ÇELTEK: HUKUKİ GİRİŞİMLERİMİZİ BAŞLATTIK
Birleşik Metal-İş İzmir Şube Başkanı Ali Çeltek de işçilerin sendikaya üye olmamaları için kendilerine teklif edilen paraları reddettiğini hatırlattı. Şirketin işçileri taşeron şirkete geçirmeye çalıştığını belirten Çeltek, "Buna karşı gerekli hukuki girişimleri başlattık" dedi. 
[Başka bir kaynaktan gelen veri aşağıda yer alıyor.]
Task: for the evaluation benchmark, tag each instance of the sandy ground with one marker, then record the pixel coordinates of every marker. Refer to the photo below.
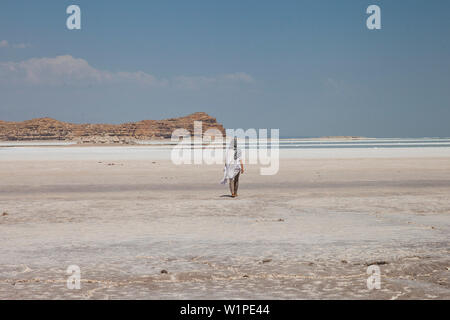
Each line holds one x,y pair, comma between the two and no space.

'İŞÇİLER HAKLARINI ALANA KADAR DİRENECEĞİZ'
Kapı önü direnişinin fabrika içerisindeki dayanışmayla sürdüğünü belirten Çeltek, "Vardiya sonrası işçiler yanımıza geliyor, birlikte sohbet ediyoruz. Direnişe devam edeceğiz, sendikamızın genel yaklaşımı da bu. Birlikte mücadele verilmesi gereken bir süreç. Kapı önü direnişiyle ilgili bir süre koymadık. Sürece her zamanki gibi üyelerimizle karar vereceğiz. Ama asıl amacımız direnişi kazanımla sonlandırmak. Bunun için de sonuna kadar mücadele edeceğiz."